The Central Electricity Regulatory Commission’s (CERC) proposed market-based economic dispatch (MBED) model can significantly improve cost and resource efficiency.
Regulators should allow new renewable generators to sell more power on open market platforms to increase competition.
System operators should start planning to procure grid ancillary services from battery energy storage and pumped hydro storage technologies, which have faster response times and ramping rates than coal-fired power plants.
The rise in India’s renewable energy generation capacity through variable sources like solar and wind is throwing up new challenges for the country’s electricity grid. India’s power market design needs to mature to address the challenges and optimum utilisation of existing resources. Policymakers may consider accelerating several pilot programmes aiming to reform power scheduling and dispatch, potentially saving billions of dollars for electricity distribution companies (DISCOMs). We also believe that a larger shift to open markets will allow competition and add dynamicity to electricity trading. Concerning grid stability, Frequency Control and Ancillary Services (FCAS) should move from un-requisitioned coal-generation capacities to battery storage and pumped hydro storage (PHS) systems. The new regulations for Ancillary Services aim to procure grid management services through the open market mechanism and allow for batteries and PHS to take part in it. This is because battery storage and PHS with faster ramp-up and ramp-down rates are much better for FCAS.

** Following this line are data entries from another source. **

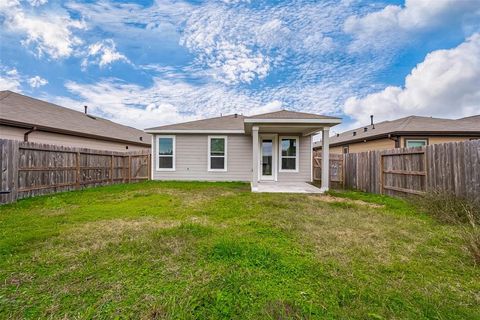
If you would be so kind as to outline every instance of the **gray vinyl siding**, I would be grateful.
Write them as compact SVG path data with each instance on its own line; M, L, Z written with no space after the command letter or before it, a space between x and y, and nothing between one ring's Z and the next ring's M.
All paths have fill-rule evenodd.
M251 181L252 137L227 136L227 171L208 171L208 134L174 134L175 171L157 171L157 143L153 139L154 180Z
M298 136L298 135L288 135L288 134L279 134L278 139L281 136ZM303 137L298 136L300 143L300 153L299 156L299 165L298 172L278 172L277 181L279 182L309 182L311 179L311 170L312 170L312 156L311 156L311 136ZM280 162L278 163L280 168Z

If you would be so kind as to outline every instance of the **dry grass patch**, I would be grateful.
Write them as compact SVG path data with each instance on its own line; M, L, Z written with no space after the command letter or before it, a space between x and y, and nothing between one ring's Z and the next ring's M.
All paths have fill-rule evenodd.
M98 251L123 241L134 241L158 229L173 228L180 221L159 220L152 217L141 219L113 219L87 222L63 232L58 241L63 243L65 256L76 256ZM58 243L53 244L58 246Z
M364 206L364 207L369 207L369 208L385 208L385 205L382 204L377 204L377 203L371 203L371 202L366 202L362 200L352 200L352 199L347 199L347 198L340 198L340 197L335 197L331 195L310 195L308 196L309 199L314 200L314 201L322 201L326 203L350 203L354 205L359 205L359 206Z

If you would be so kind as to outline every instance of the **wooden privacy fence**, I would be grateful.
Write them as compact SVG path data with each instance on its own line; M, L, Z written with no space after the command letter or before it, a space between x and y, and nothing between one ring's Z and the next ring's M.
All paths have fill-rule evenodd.
M314 153L315 180L321 179L320 154ZM480 140L330 156L332 187L341 177L343 187L365 192L398 196L436 190L480 201Z
M333 188L343 188L343 155L330 154L330 185ZM313 151L313 180L322 180L322 152Z
M150 177L150 151L112 152L0 139L0 164L0 203Z

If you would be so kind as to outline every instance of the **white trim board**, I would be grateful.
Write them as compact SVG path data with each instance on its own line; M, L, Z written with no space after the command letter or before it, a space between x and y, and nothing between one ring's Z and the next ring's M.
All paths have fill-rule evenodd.
M237 133L244 134L245 130L144 130L146 133L214 133L214 134L223 134L223 133Z
M320 123L339 124L342 119L244 119L245 123Z

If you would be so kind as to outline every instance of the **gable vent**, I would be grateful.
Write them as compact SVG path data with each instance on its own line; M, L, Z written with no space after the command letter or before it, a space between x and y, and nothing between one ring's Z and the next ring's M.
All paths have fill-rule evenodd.
M367 132L367 131L368 131L367 127L363 128L363 132Z
M357 135L357 132L356 131L353 131L353 136L356 136Z

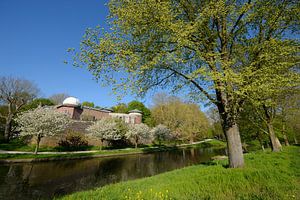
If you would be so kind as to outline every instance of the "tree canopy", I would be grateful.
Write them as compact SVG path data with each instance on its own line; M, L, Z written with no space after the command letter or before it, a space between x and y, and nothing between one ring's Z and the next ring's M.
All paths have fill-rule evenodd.
M89 101L84 101L84 102L81 103L81 105L88 106L88 107L91 107L91 108L95 107L94 102L89 102Z
M299 4L110 0L111 31L88 29L74 64L119 94L163 87L205 97L218 108L230 166L241 167L237 117L245 99L299 85Z
M160 93L154 96L151 112L156 125L166 125L178 140L193 142L209 136L208 119L196 104Z

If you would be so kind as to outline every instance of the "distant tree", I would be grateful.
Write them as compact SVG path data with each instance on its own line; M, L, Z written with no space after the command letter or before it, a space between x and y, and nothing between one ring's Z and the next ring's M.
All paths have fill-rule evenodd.
M211 135L218 139L224 139L225 135L222 129L221 119L218 110L215 107L211 107L207 111L208 120L210 122Z
M123 139L126 130L127 127L123 121L112 118L100 119L87 128L91 136L101 140L102 145L104 141Z
M125 137L133 141L135 148L137 148L141 141L151 138L150 128L146 124L130 124Z
M54 103L50 99L45 99L45 98L38 98L34 99L33 101L27 103L24 105L21 109L21 111L27 111L27 110L32 110L35 109L39 106L53 106Z
M116 113L127 113L128 107L125 103L119 103L116 106L113 106L112 110Z
M131 101L127 104L128 111L137 109L142 111L142 122L146 123L147 125L151 126L152 119L151 119L151 111L147 108L142 102L139 101Z
M7 115L0 113L0 117L5 119L4 139L6 142L11 137L13 118L38 93L38 88L31 81L13 77L0 77L0 104L7 107Z
M58 93L58 94L53 94L52 96L49 97L49 99L55 104L59 105L62 104L63 101L68 98L70 95L66 93Z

A larger shift to open markets will allow competition and add dynamicity to electricity trading.
India’s power market is transitioning with great momentum, especially in adding renewable energy capacity. India installed a record 15 gigawatts (GW) of renewable energy capacity in the fiscal year (FY) 2021/22. As a result, renewables form roughly a quarter of India’s total installed capacity, with 115GW on the grid.
Further growth in variable renewables will pose challenges to grid integration. Managing the variability of supply on a grid with higher penetration of variable renewables, controlling the fluctuations in frequency and voltage, and maintaining system strength and inertia will require new technical and financial solutions. Therefore, India’s power market design needs to evolve to optimise the utilisation of existing resources and incentivise new technological solutions.
This report reviews the current market design and structure for scheduling, dispatching and financial settlements for India’s power trade and grid management services. Additionally, we refer to structural aspects of other foreign electricity markets to provide learnings for the Indian market.
Currently, 90% of the electricity traded is through long-term power purchase agreements (PPAs). However, the two-part tariff structure of thermal power PPAs has locked electricity distribution companies (DISCOMs) into long-term capacity payments. Combining this with self-scheduling of power dispatch at a regional-level results in a sub-optimal outcome for the DISCOMs.
Policymakers have identified this issue and are actively exploring its solutions.
A Security Constrained Economic Dispatch (SCED) pilot pooled 58.1GW of inter-regional thermal power stations. It recorded a saving of Rs20.7 billion (US$260 million) between April 2019 and February 2022. Policymakers have also proposed a Market-based Economic Dispatch (MBED) mechanism to pool all the generation resources, potentially reducing power procurement costs by Rs120 billion (US$1.6 billion) annually. Further, they proposed a year-long pilot to explore this mechanism in FY2021/22, but there is no publicly available update regarding the same.
In our view, a larger shift to open markets will allow competition and add dynamicity to electricity trading.
India’s Ministry of Power also aims to increase the share of open market platforms in the country’s electricity market to 25% by FY2023/24 from the current 10%. The introduction of competitive day-ahead and term-ahead markets to trade clean power on open market platforms has been quite successful. In our view, a larger shift to open markets will allow competition and add dynamicity to electricity trading. More importantly, they provide a time-of-day price signal for energy storage technology solutions, such as utility-scale batteries, pumped hydro storage (PHS), as well as demand-side management.
These solutions are also crucial for future rise in grid management requirements to deal with frequency and voltage fluctuations.
Since solar generation only happens during the day and wind patterns are highly seasonal and intermittent, the power system needs to evolve and modernise to respond to grid stability challenges, particularly as the share of variable renewable energy rises in India’s energy system.
Increased frequency and voltage variability on the grid requires supporting services, broadly defined as Frequency Control and Ancillary Services (FCAS). These services mainly support the grid operation in maintaining the grid's power quality, reliability and security.
Under the current mechanism, FCAS use the un-requisitioned capacities of coal-fired power plants.
The new regulations for Ancillary Services aim to procure ancillary services through the open market mechanism to make it more cost competitive. Also, it makes way for storage assets more suitable for fast frequency response than coal-fired power plants.
Batteries and PHS can dispatch power during grid events. They can also absorb electricity from the grid to manage its frequency. On the other hand, traditional thermal generation assets and gas peakers can provide these services by dispatching or backing down the power but cannot absorb the power from the grid. Therefore, grids with higher renewable energy penetration will require storage assets to absorb the excess power to avoid curtailments of cheaper clean energy sources.
India’s grid ancillary service market needs modernising and deepening to incentivise these solutions.